The Internet’s Favorite Album Is Weezer’s Blue Album And I Won’t Argue With That
One person’s Pink Floyd may very well be another’s Justin Bieber, and when topics regarding musical preference explode on the Internet, there’s a tendency for discussion to devolve into name-calling and least common denominators.
By Rob Gunther
I was dicking around on reddit a while ago when I came across this question posited on /r/AskReddit: What is an album that you enjoy every song on? In case you’re fortunate enough not to be totally enthralled to the ultimate eraser of time that is reddit, /r/AskReddit is pretty self-explanatory. Someone asks a question, and everybody else in the world throws in an answer.
It was late, I didn’t really feel like being on the Internet for too long right before bed, but this question was floating right at the top of the front page. I almost didn’t feel like checking it out. There were already something like twenty thousand responses, and so what would be the point? I might as well just run a Google search of twenty thousand random popular albums.
And besides, I always get somewhat annoyed when I listen to other people opine about music. Tastes are so subjective. One person’s Pink Floyd may very well be another’s Justin Bieber, and when topics regarding musical preference explode on the Internet, there’s a tendency for discussion to devolve into name-calling and least common denominators.
Still, I clicked, because despite my attempts to maybe go to bed like a regular human being, I always wind up clicking. And the top comment was Weezer: The Blue Album. And all of that internal debate, that voice inside always arguing that you can’t really pick a favorite music, a favorite anything, that while something might sound great one day, it might not do anything for you next month, or ten years from now, all of that went away.
Because right there, that very top comment nailed it. Of course it’s The Blue Album. I enjoy all ten of those tracks. It’s probably as close to perfection that the medium of an album is capable of achieving. From “My Name is Jonas” all the way to “Only in Dreams,” there’s not a bad song, not even a bad note really.
I remember when I was in like fourth or fifth grade, I had this tiny little boom box, a CD player with only three or four CDs to play on it. When I wanted new music, I had no other choice than to listen to FM radio. It was around that time that Weezer’s first single, “Buddy Holly” got really popular on the top-forty stations.
Buying actual CDs was like a once a year thing for me, and so I don’t know if it was an actual love of “Buddy Holly” or just pure chance that led me to pick out The Blue Album when the opportunity for a new CD finally arose. But throughout the rest of my childhood, all the way through grammar school to high school, I played that CD cover to cover almost constantly. None of the songs ever got old.

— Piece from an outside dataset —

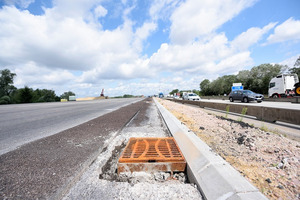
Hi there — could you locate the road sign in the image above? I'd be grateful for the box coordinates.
[232,83,242,86]
[232,86,243,91]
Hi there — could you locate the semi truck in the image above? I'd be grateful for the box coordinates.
[268,74,300,98]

I always hate it when people ask me what my favorite song is, as if I could pick just one song out of my collection of music to rank number one. I hate it for like a minute before I remember, wait a second, “Say it Ain’t So,” that’s my favorite song. And I don’t think I’m alone here, like this is any unique opinion. It’s a lot of people’s favorite song.
One time when I was in high school, I went to this show a few towns over, a bunch of local ska and punk bands playing at one of these all-day gigs. There was this one band, right in the middle of their set, something messed up with the audio, the mics got cut but the rest of the instruments were working fine.

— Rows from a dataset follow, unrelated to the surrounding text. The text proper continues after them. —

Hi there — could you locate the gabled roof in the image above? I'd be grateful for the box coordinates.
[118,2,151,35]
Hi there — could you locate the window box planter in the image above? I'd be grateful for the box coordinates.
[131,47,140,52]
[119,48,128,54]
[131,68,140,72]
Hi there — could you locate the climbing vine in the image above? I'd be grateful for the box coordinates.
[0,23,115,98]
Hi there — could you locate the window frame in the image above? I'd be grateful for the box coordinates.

They tried to fix the problem, but it wasn’t happening right away, and the crowd was starting to get a little restless. After a few long minutes, the guitarist started strumming the first few bars of “Say it Ain’t So.” And everyone went nuts. The drummer joined in, so did the bassist, and from that very first, “Oh ye-eah …” the entire audience sang together in unison.
Word for word we belted out the lyrics, I’m getting goose bumps just thinking about it now, this one song, such a musical representation of how I feel when I remember growing up, the music I listened to, the same songs that gave a lot of people my age those same first feelings, like wow, I never thought music could sound this good, feel this cool. This band recorded such a great song as probably the climax to one of the most incredible records of my generation.

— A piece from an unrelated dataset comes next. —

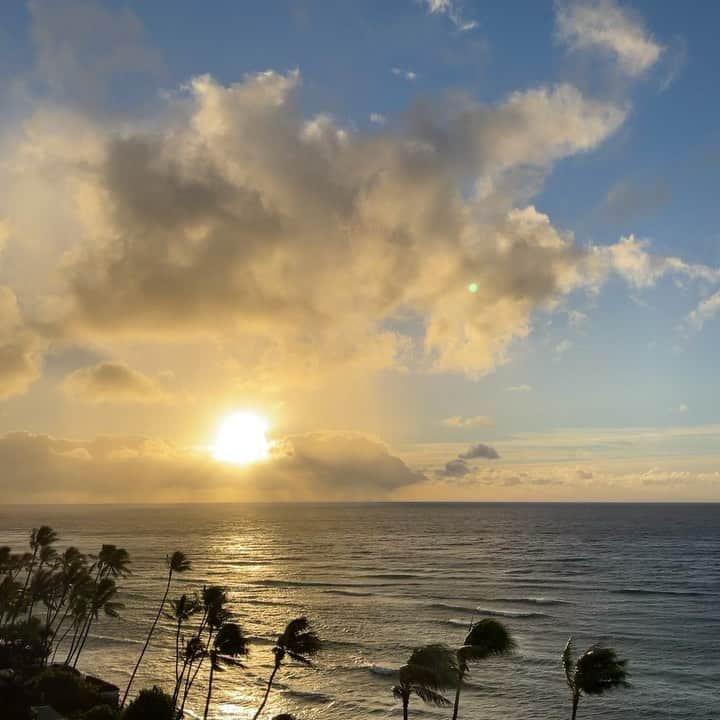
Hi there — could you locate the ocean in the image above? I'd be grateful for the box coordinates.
[1,503,717,719]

Part of my brain is telling me that I’m getting a little carried away, that whenever I start writing about how amazing something is – did I really just call it the record of my generation? – that maybe I need to scale back the tone just a little.
So I clicked play on iTunes, and now I’m feeling it again, and no, I’m not exaggerating, this song is definitely amazing. It’s totally what inspired me to buy a guitar in the ninth grade and to start taking lessons. I remember it was like two or three weeks in with my guitar teacher, he was trying to teach me how to read music and learn the fundamentals, I was just like, hey, I need you to teach me how to play this song. And so he wrote it out for me, note for note in my cheapo blue notebook I bought for guitar lessons. It took me like a year to get it down, and for many years after it was really the only song I felt comfortable playing in its entirety.
I feel ridiculous cheesy saying this, but I owe so much to that song, to The Blue Album. I’m able to listen to it today and be transported back to those endless high school days, sitting around in my room, playing video games, bored out of my mind, no real responsibilities at all. I could listen to a CD and lie on my bed and not have to think about anything at all. I didn’t get bent out of shape about wasting time or not being productive. I could just concentrate on how awesome this music is, ten timeless tracks of pure bliss.